While most major carriers like AT&T and Verizon offer inexpensive prepaid plans, as do independents like Net10, Cricket and Virgin Mobile, some of the best deals are offered by TracFone (tracfone. com, 800-867-7183) and T-Mobile (t-mobile.com, 800-866-2453).
TracFone has phones that start as low as $10 and call plans that cost under $7 per month. And T-Mobile has a super-cheap 30-minute plan for $10, and minutes don’t expire for 90 days. That averages out to $3.33 per month. If you need more talk time, they also offer an annual plan where $100 gets you 1,000 minutes that are good for a full year. T-Mobile does, however, charge a one-time activation of $35.
Or, it you would rather have a no-contract senior-friendly phone with big buttons and simplified features, the Doro PhoneEasy 618 sold through Consumer Cellular (consumercellular.com, 888-345-5509) is probably your cheapest option. It costs $60 for the phone, with calling plans that start at $10 per month.

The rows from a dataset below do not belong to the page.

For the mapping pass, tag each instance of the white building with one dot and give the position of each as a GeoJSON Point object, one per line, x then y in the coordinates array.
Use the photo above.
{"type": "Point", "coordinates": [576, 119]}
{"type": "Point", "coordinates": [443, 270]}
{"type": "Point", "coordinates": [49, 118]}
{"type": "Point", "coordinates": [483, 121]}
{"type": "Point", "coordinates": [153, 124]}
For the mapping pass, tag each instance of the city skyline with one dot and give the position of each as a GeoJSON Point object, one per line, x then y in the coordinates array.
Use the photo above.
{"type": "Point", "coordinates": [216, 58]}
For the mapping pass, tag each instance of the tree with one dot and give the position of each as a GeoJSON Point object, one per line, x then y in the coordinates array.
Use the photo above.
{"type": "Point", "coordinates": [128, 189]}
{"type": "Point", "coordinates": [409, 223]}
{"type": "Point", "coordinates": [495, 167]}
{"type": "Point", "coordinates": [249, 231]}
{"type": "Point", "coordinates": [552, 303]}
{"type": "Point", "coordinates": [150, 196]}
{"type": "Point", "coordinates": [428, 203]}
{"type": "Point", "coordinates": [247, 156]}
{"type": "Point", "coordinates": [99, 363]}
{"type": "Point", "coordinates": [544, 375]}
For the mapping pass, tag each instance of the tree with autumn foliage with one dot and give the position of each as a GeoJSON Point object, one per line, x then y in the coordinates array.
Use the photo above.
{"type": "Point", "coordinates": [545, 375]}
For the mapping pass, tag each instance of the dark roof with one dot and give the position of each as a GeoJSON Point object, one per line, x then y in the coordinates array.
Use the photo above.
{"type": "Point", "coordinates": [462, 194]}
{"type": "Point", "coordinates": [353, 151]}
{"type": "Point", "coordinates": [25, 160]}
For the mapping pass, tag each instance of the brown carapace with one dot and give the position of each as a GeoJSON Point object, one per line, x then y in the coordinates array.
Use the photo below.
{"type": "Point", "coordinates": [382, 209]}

If your income is low enough, you also need to check into the Lifeline Assistance Program. This is a government-sponsored program that subsidizes wireless (and landline) companies who in turn provide free cellphones and around 250 minutes of free monthly airtime and texts to low-income Americans. (Some programs in some states provide more minutes, some less, and some charge a small monthly fee.)
There are currently around 15 million Americans who have a free cell phone through the Lifeline program, but millions more are eligible.   
The free phones and minutes are provided by a number of national prepaid wireless companies like Safelink and Assurance Wireless, along with a host of other regional carriers throughout the country.
Many states have more than one wireless company that provide the free phones and minutes. If you are eligible, the free cell phone you’ll receive is a basic phone that also offers text messaging, voice mail, call waiting and caller ID.

To qualify, you’ll need to show that you’re receiving certain types of government benefits, such as Medicaid, Food Stamps, SSI, home energy assistance or public housing assistance. Or, that your household income is at or below 135 or 150 percent of the Federal Poverty Guidelines – it varies by state. The 135 percent poverty level is currently $15,754 for singles and $21,235 for couples. The 150 percent level is $17,505/singles, $23,595/couples.